Some of the ideas I’m putting into Tribe of One go back a long way. One of the ideas I’ve been playing with was something I did on a sequencer back when MIDI interfaces were a big deal and my powerhouse computer had a 486 CPU and a 15″ CRT. One of the demos currently on my media page actually has a theme that goes back farther than that!
In retrospect, it occurs to me that I’ve actually been wanting to do this solo thing for most of my life. From the sequencer built into the Roland JX-3P synth I had as a teenager to the Foster X15 four track recorder I got a year or so later to the MIDI rig I mentioned above, I’ve gotten a good bit of gear over the years with the intention of producing musical works independently.
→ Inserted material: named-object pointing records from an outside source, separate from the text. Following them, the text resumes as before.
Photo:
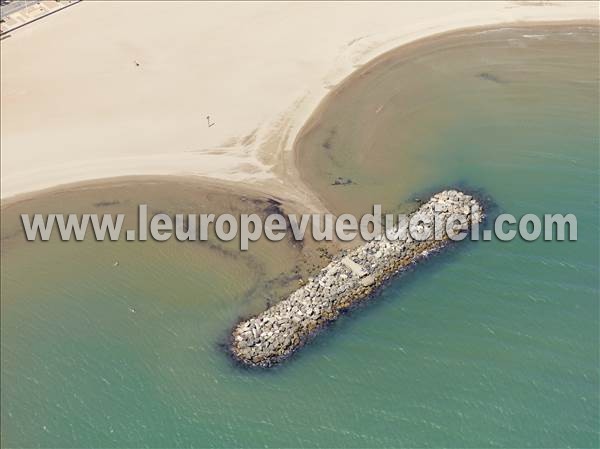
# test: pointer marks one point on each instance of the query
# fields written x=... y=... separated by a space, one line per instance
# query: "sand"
x=107 y=89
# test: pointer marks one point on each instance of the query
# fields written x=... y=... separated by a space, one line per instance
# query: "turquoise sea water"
x=489 y=345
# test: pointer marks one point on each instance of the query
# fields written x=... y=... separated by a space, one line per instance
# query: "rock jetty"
x=350 y=278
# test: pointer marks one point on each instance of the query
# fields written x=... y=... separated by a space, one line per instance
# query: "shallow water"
x=492 y=344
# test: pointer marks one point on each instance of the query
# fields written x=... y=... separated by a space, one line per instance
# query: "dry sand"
x=76 y=107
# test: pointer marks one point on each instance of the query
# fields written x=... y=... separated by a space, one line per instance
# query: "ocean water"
x=489 y=345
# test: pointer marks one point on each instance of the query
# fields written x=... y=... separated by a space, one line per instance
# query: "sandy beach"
x=101 y=90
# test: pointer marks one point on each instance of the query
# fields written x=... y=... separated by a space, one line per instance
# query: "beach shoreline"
x=250 y=153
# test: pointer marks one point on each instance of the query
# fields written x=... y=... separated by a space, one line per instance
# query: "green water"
x=494 y=344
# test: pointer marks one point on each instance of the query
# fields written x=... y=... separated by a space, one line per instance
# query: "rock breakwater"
x=350 y=278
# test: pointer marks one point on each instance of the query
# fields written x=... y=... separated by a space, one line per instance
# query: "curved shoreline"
x=269 y=156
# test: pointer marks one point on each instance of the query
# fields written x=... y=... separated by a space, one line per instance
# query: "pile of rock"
x=350 y=278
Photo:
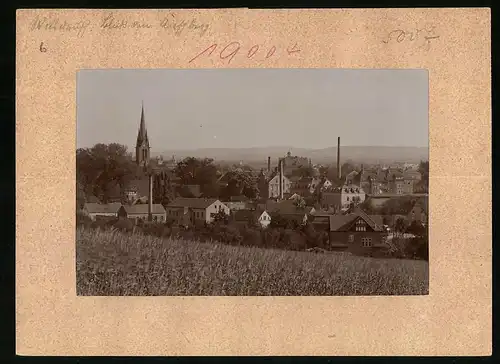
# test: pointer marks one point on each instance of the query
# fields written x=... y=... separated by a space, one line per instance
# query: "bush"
x=82 y=219
x=124 y=225
x=252 y=237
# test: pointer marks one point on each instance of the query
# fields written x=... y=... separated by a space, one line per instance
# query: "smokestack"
x=280 y=166
x=339 y=172
x=150 y=198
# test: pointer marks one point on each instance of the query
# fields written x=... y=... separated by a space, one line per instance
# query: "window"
x=366 y=242
x=360 y=225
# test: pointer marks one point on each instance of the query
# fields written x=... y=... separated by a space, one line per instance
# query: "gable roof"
x=245 y=215
x=96 y=208
x=285 y=178
x=343 y=222
x=192 y=202
x=241 y=198
x=140 y=186
x=423 y=202
x=143 y=209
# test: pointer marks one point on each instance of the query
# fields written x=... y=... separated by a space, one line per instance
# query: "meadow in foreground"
x=112 y=263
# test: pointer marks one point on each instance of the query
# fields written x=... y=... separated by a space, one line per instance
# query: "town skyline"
x=109 y=102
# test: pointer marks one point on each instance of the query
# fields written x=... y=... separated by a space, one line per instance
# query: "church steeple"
x=142 y=154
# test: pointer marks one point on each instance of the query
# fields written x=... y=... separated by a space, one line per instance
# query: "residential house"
x=189 y=191
x=356 y=232
x=301 y=185
x=289 y=211
x=137 y=189
x=187 y=211
x=250 y=216
x=420 y=211
x=343 y=197
x=397 y=186
x=95 y=210
x=141 y=212
x=274 y=186
x=294 y=163
x=237 y=205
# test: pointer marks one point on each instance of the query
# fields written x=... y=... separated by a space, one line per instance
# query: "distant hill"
x=366 y=154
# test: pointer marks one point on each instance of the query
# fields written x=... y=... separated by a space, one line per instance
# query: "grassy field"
x=117 y=264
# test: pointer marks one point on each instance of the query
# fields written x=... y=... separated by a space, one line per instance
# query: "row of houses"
x=352 y=230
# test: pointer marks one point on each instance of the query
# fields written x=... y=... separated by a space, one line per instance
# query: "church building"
x=142 y=148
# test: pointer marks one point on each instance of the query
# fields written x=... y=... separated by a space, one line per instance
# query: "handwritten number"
x=251 y=52
x=293 y=50
x=211 y=48
x=232 y=49
x=271 y=52
x=232 y=54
I’m not sure if it was a matter of geography, inability to find folks with a shared musical vision, or just an asocial nature. Whatever the reason, I’m coming to realize that the fact that I’ve spent relatively little time over my musical life in bands probably isn’t happenstance.
So why has it taken so long to do this project if the seeds were planted some 30 or more years ago? A lot of the usual reasons: procrastination, insecurity, and that thing called life pulling my time/energy in different directions. In the process of living my life, my ability to express my musical ideas diminished as I went years and years without doing any writing and hardly laying hands on any instrument. I also lacked the skills to record and the tools to support my composition and recording workflows. This is where technology came to the rescue.
There are some awesome online resources out there for those wanting to learn about recording. In the old days, you learned from a friend or mentor who showed you the ropes and taught you the tricks of the trade. Nowadays, anyone with access to a search engine can find awesome tutorials not just on general recording techniques but for getting the most out of whichever recording tool you prefer. Same goes for songwriting: there are lots of resources available to help the aspiring songwriter polish his craft.
Similarly, the tools at the songwriter’s/recordist’s disposal are way better than ever. Today, even a prosumer digital audio workstation has capabilities that major studios could only wish for a few decades back. Digital amplifiers allow for recording raging guitars and thumping basses at whisper volumes: I regularly record while the rest of the family is in bed. I also don’t have to worry about a barking dog spoiling a take. Rearranging a song is a piece of cake: cut the chorus in half, add a verse, move the bridge. Even though my instrumental proficiency has improved in recent years, it’s nice to be able to punch in a fix for a minor error on an otherwise great take. The transition from tape to digital didn’t just improve signal to noise ratios, it facilitated remote collaboration as FTP of audio files replaced the shipping of magnetic media.
With the support of some amazing technology, I now have the tools at my disposal to fulfill my musical vision. Now that I’m out of excuses, I need to knuckle down and complete the project. I’m wrapping up the writing phase and should be ready to start real recording next month.